Recent data in epithelial tube formation suggests that there are Cdc42 independent mechanisms in forming a patent lumen, and that separate and distinct polarity complexes can function as polarity regulators: the association of Cdc42 with polarity complex members Par6 and aPKC being one complex and separately Par3 localized to tight junctions being another (
Jaffe et al., 2008;
Martin-Belmonte et al., 2007). Par6 and aPKC have been shown to interact independently of Par3 (
Yamanaka et al., 2003). This divergent set of events fits nicely with our data, as we did not observe any transcriptional changes in other polarity complex members, Par6 and aPKC included (
Figure S3D and data not shown). Specific to endothelium, Par3 can associate with VE-cadherin in absence of aPKC, and prior to the association of Par6 (
Iden et al., 2006). Thus, it may be that cell-cell and cell-matrix contacts operate separately in maintaining cell polarity through convergent pathways, where both cadherins and integrins are capable of activating Cdc42 pathways (
Desai et al., 2009;
Koh et al., 2008) or alternatively regulating polarity proteins. In our study, cell-matrix cues (via β1 integrin) appear to exert initial and critical control of cell-cell adhesion protein distribution and the polarity protein Par3.
In epithelial cells, successful lumen formation requires directed centripetal vacuole movement towards the future lumen, and eventual coalescence with the plasma membrane. When β1 integrin is deleted, endothelial cells are no longer polarized, and thus may become incapable of directed vacuole movement and fusion leading to the retention of vacuoles. This is a likely cause or consequence of the increase in Rab7, a Rab GTPase that may prove critical to endothelial vacuole trafficking; analagous to other Rabs during epithelial lumen formation (
Desclozeaux et al., 2008).
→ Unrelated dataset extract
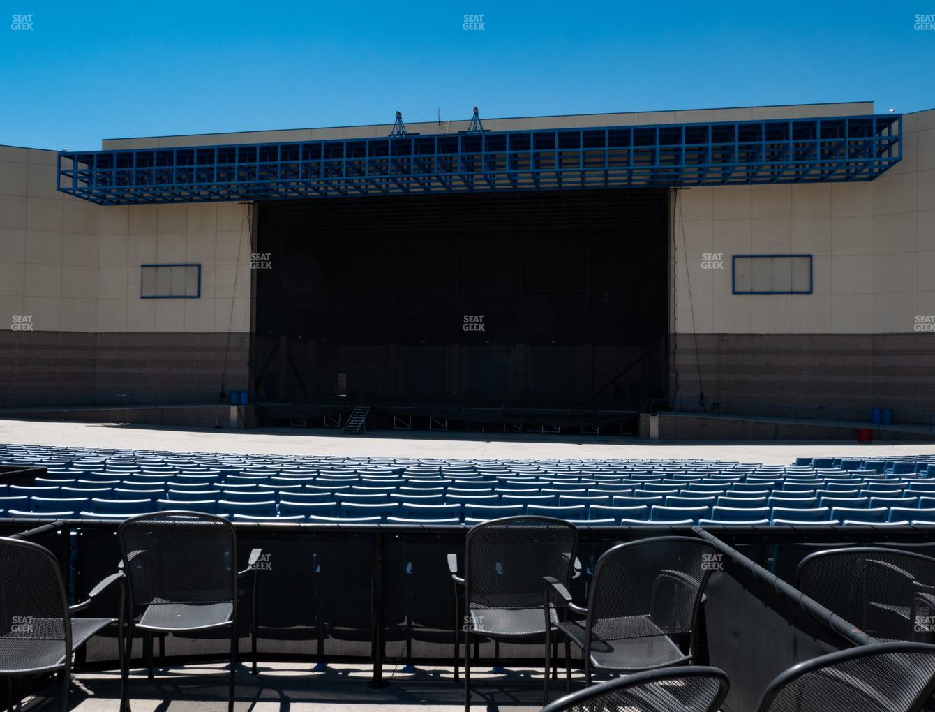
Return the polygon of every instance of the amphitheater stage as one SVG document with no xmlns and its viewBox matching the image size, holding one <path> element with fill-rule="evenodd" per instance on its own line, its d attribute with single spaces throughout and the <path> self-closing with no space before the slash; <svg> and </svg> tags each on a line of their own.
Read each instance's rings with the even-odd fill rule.
<svg viewBox="0 0 935 712">
<path fill-rule="evenodd" d="M 52 423 L 0 420 L 0 443 L 71 447 L 226 452 L 255 455 L 348 455 L 476 458 L 705 458 L 782 465 L 802 457 L 928 455 L 928 443 L 839 441 L 648 442 L 578 435 L 493 435 L 420 431 L 401 437 L 389 431 L 358 436 L 323 435 L 298 429 L 249 430 L 151 428 L 120 423 Z"/>
</svg>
While the downstream mechanisms of lumen formation (vacuole formation and fusion) are employed in β1 integrin ablated vessels, the phenotype is restricted to arterial endothelial cells. It is well known that sub-specification within endothelial lineages include identity markers for each endothelial subtype. Our study demonstrates that in addition to canonical arterial markers such as Dll4, Par3 (especially isoform 150kD) is preferentially expressed in nascent arterial vessels. However, the Par3 protein increase and isoform pattern in arteries is fleeting, and eventually becomes non-existent in the adult. The significance of specific Par3 isoform expression is unclear, but differences in isoform binding abilities have been previously shown (
Sfakianos et al., 2007). It is likely that arteries activate a specific and exclusive set of events for lumen formation that are then silenced after successful patency.
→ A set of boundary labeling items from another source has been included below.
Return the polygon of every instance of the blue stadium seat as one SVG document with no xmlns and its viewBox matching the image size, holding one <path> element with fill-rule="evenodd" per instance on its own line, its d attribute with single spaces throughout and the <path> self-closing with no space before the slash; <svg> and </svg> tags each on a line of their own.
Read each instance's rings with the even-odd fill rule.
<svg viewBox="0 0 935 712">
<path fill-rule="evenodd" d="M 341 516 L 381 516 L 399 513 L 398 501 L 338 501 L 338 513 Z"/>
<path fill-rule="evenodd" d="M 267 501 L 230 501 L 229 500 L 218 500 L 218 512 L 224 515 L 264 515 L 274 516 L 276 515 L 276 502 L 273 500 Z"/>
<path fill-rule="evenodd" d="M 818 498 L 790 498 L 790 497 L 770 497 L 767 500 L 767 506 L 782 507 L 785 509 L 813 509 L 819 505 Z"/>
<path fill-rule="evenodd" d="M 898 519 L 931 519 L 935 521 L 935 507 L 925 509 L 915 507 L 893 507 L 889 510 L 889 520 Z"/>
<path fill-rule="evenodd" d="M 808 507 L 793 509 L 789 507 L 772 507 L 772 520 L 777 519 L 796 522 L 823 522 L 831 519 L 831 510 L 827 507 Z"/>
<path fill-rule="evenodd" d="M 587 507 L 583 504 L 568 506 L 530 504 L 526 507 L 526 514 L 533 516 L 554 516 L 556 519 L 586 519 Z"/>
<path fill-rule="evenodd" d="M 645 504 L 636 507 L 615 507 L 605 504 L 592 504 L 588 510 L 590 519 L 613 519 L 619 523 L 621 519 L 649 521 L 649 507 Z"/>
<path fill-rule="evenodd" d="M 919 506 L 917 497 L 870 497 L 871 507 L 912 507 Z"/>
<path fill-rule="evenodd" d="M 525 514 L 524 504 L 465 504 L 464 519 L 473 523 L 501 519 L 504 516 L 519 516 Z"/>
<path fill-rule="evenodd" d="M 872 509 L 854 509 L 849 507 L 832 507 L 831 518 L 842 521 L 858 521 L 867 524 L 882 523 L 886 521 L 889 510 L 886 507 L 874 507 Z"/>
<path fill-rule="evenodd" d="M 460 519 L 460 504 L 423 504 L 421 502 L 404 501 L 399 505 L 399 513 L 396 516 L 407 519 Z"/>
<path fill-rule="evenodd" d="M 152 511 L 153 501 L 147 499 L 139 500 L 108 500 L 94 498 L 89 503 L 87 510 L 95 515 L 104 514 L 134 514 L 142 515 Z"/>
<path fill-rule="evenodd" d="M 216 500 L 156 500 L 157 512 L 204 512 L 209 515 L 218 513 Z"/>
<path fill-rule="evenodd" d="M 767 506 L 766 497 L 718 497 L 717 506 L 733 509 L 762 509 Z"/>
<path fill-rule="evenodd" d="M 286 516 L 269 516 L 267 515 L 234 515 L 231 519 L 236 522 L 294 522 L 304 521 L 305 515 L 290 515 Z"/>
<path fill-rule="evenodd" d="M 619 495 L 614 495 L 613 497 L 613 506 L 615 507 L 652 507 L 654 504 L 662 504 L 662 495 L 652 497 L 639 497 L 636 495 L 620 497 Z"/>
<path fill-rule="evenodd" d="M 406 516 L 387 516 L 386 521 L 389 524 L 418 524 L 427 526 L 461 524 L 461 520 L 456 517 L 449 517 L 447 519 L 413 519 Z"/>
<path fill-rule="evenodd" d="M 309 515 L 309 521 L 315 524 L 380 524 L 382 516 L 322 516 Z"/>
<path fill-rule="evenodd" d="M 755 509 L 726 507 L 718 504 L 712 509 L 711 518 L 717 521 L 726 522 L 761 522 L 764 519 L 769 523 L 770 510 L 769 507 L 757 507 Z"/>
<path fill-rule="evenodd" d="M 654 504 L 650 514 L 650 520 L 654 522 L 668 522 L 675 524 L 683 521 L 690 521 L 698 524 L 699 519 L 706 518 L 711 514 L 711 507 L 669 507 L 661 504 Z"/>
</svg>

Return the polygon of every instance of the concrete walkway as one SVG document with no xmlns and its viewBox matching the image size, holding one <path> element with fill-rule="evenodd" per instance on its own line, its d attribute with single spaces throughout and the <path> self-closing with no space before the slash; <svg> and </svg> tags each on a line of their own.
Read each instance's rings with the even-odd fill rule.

The downstream consequence of vascular β1 integrin ablation, as dissected in this study, lends mechanistic insight into the process of polarity maintenance and lumen formation in arterial endothelium. The first and main cause of these subsequent events appears to be loss of Par3 and thus cell polarity, which includes abnormal distribution of cell-cell adhesion molecules. As a result, the endothelial cells adopt atypical cell shapes and increase their adhesive properties. While intracellular vacuoles appear capable of forming in lieu of β1 integrin, they are no longer capable of directed migration and coalescence to form a lumen. However, lumen formation is restored with the addition of Par3 protein, suggesting that the adhesion changes and lumen defects are downstream of polarity cues, which are regulated by cell-matrix interactions via β1 integrin ().